I give him an exasperated look—he is constantly losing things, which is why I suspect him of playing a key role in the disappearance of the boot—and hop into the living room. “No, I didn’t.”

“What’s for me and Freddie’s dinner?”

Annoyed by this assumption—albeit a correct assumption—that I am in charge of all things fridge, cupboard and supermarket, I say nothing and bend down to look beneath our gray velvet sofa, the underworld where Lego bricks and hair balls breed.

“Soph? What’s for supper?”

“Last night’s lentil and hock soup in the fridge.”

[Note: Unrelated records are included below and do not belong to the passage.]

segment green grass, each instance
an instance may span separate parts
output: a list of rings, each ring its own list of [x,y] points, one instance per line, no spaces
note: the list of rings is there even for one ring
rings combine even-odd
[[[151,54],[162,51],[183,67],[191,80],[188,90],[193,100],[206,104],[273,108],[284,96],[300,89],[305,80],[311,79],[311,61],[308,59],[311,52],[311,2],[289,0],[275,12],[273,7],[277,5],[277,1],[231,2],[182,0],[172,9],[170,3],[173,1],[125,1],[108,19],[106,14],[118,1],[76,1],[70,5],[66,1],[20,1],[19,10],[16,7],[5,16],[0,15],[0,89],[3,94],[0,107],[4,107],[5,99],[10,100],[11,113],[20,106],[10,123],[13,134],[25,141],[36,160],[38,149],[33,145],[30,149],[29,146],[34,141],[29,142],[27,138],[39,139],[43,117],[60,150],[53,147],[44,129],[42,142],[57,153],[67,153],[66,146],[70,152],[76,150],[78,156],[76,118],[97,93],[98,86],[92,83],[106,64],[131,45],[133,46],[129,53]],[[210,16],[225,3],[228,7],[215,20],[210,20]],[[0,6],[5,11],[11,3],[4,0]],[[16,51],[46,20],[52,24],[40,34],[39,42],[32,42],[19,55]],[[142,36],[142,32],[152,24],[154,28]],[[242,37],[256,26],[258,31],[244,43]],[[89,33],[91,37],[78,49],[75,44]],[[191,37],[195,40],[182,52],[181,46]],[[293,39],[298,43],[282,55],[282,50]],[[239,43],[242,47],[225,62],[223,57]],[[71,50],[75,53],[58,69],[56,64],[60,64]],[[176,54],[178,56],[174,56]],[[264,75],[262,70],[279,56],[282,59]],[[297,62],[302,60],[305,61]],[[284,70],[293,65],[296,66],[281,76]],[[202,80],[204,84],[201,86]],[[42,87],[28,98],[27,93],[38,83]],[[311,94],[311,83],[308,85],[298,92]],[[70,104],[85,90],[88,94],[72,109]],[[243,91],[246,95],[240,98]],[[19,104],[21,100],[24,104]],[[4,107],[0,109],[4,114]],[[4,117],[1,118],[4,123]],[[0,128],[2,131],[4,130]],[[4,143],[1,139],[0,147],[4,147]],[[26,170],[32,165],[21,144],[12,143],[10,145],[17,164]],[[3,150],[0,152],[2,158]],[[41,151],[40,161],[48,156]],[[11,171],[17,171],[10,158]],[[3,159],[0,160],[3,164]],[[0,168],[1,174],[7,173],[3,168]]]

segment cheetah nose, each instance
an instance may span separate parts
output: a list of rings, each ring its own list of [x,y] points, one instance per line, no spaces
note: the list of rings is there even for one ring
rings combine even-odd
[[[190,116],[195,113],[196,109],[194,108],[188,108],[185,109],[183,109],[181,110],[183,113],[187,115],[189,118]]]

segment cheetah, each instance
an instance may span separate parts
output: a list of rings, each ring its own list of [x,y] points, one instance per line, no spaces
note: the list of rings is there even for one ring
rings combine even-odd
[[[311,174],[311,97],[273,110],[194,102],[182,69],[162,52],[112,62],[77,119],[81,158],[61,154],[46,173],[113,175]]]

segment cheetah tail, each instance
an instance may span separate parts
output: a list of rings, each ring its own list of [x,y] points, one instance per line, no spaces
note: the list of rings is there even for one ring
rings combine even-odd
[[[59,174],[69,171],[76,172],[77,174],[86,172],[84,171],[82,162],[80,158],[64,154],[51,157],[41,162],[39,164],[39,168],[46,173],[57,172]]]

“Aww. Can’t we have fish and chips?” asks Freddie. Ollie winks at him. And I know that they will have fish and chips, probably with an artery-fuzzing battered sausage and one of those pickled eggs that looks like a rude body part preserved in a jar.

“Aha!”
Lost object found. I grab a plastic segment of Hot Wheels track and determinedly prod my boot into my reach, then tug it on. My foot collides with something hard and sharp. Transformer. I zip the boot up over my skinny jean and it feels tight, too tight, like the waistline of my jeans, which have also miraculously shrunk. I know that my legs have been stuffed like a Christmas stocking with brandy cream, champagne truffles and mince pies. I know that some long, hard weeks of denial lie ahead of me and this is depressing. I hate dieting. It’s not in my nature. I’d like more of everything, more food, sex, sleep, shoes—and more time. Why am I always running out of time?